Political scientist: Polarization will shape 2016 election
CALIFORNIA – At the outset of the 2016 presidential election, political scientist Alan Abramowitz believed this year’s contest would be similar to those in 2012 or 2004 – the two candidates would end up separated in the popular vote by about three or four points, and the Electoral College tally would hinge on the results in swing states like Ohio, Florida and Virginia.
And then Donald Trump’s rise started, and the whole board was upended.
Abramowitz, a professor of political science at Emory University in Atlanta and a widely cited forecaster of presidential elections, said in a talk at California University of Pennsylvania’s Eberly Hall Thursday the likelihood that Republican frontrunner Trump would end up the party’s nominee means the predictable template has to be tossed aside – to the advantage of Hillary Clinton, who, in Abramowitz’s estimation, is the overwhelming favorite to be anointed by Democrats.
“Hillary Clinton will have a significant advantage,” Abramowitz said. “Her advantage will be significantly larger with Trump as the Republican nominee.”
He cited recent polling match-ups that have Clinton beating Trump in November by at least 10 points in the popular vote. Though seven months will elapse between now and the general election, Abramowitz explained polls at this stage of the contest actually have some predictive power – polls in March 2012, to cite an example, showed President Obama up by about four points over eventual Republican presidential nominee Mitt Romney, mirroring the 51 percent to 47 percent outcome.
“Leading Republican strategists are already writing off the presidential race,” Abramowitz pointed out. Their focus is now on preserving Republican seats in the U.S. House of Representatives and Senate, he added.
Abramowitz’s discussion, sponsored by the American Democracy Project at Cal U., also explored how we came to this pass, with a highly polarized electorate full of voters who can’t see eye-to-eye on much of anything with their opponents. Abramowitz said the polarization was largely being driven by the fact the United States has become divided by race, culture and ideology.
“The most important of all is the growing racial divide between the two parties,” he said. “America is undergoing a diversity explosion. Our population is becoming much more ethnically and racially diverse all the time.”
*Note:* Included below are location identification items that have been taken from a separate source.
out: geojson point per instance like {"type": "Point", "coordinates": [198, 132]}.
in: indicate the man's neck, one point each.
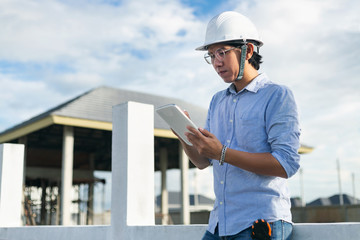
{"type": "Point", "coordinates": [246, 79]}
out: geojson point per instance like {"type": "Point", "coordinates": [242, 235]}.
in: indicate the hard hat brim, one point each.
{"type": "Point", "coordinates": [240, 41]}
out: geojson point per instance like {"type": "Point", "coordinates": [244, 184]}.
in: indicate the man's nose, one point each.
{"type": "Point", "coordinates": [217, 62]}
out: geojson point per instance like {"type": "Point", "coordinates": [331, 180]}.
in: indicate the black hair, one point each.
{"type": "Point", "coordinates": [255, 60]}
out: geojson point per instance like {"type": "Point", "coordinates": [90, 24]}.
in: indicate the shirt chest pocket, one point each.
{"type": "Point", "coordinates": [251, 133]}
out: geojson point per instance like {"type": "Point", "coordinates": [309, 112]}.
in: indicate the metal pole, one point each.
{"type": "Point", "coordinates": [341, 199]}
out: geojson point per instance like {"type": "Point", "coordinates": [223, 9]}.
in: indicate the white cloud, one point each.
{"type": "Point", "coordinates": [55, 50]}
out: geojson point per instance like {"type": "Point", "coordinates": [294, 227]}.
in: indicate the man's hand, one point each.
{"type": "Point", "coordinates": [205, 142]}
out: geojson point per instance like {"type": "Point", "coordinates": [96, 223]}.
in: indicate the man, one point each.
{"type": "Point", "coordinates": [251, 136]}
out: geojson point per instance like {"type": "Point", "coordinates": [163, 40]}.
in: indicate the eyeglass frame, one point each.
{"type": "Point", "coordinates": [212, 57]}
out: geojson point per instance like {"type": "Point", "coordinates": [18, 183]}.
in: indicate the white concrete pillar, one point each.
{"type": "Point", "coordinates": [164, 191]}
{"type": "Point", "coordinates": [67, 174]}
{"type": "Point", "coordinates": [11, 184]}
{"type": "Point", "coordinates": [185, 206]}
{"type": "Point", "coordinates": [132, 196]}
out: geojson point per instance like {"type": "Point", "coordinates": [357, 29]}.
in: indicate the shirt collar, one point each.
{"type": "Point", "coordinates": [257, 83]}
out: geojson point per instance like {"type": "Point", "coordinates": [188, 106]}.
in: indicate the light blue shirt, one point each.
{"type": "Point", "coordinates": [260, 118]}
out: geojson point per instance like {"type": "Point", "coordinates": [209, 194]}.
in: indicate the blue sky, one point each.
{"type": "Point", "coordinates": [52, 51]}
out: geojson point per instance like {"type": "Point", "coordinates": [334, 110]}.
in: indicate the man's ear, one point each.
{"type": "Point", "coordinates": [249, 51]}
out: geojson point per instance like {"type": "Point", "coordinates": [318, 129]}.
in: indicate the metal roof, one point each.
{"type": "Point", "coordinates": [96, 105]}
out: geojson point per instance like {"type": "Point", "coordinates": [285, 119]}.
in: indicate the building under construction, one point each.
{"type": "Point", "coordinates": [65, 145]}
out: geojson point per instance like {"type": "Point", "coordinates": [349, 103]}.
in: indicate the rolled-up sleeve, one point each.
{"type": "Point", "coordinates": [283, 129]}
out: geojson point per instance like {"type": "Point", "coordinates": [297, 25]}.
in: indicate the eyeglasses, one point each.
{"type": "Point", "coordinates": [219, 55]}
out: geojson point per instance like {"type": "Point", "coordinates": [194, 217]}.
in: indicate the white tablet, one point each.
{"type": "Point", "coordinates": [176, 119]}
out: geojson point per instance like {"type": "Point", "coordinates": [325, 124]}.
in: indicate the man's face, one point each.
{"type": "Point", "coordinates": [228, 67]}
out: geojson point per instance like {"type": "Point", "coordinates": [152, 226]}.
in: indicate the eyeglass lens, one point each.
{"type": "Point", "coordinates": [219, 55]}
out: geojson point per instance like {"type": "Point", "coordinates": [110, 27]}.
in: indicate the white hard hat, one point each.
{"type": "Point", "coordinates": [230, 27]}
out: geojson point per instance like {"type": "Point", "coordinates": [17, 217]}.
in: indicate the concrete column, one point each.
{"type": "Point", "coordinates": [184, 166]}
{"type": "Point", "coordinates": [90, 204]}
{"type": "Point", "coordinates": [67, 174]}
{"type": "Point", "coordinates": [11, 184]}
{"type": "Point", "coordinates": [164, 191]}
{"type": "Point", "coordinates": [132, 196]}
The growing polarization of voters has manifested itself in the relatively tight margins of presidential elections over the last 30 years. The last time a president won election in a consensus-building landslide was in 1984, when Ronald Reagan defeated Walter Mondale by 18 points in the popular vote and demolished him in the Electoral College. In contrast, 40 of the 50 states have voted for the same party’s nominee in all four of the presidential elections since 2000.
Abramowitz also dispelled the widely peddled notion that more and more American voters are becoming independents all the time and turning away from the two major political parties.
“Baloney!”, Abramowitz said. “Don’t believe it. There are many voters who identify as independent, but the large majority lean toward a party.”
No matter who triumphs in the 2016 presidential election, Abramowitz forecast that a contest between Trump and Clinton will lure voters to the polls.
“A Trump-Clinton match-up would result in a pretty high turnout,” he said. “When voters think there is a big difference between the candidates and there is no incumbent, they turn out.”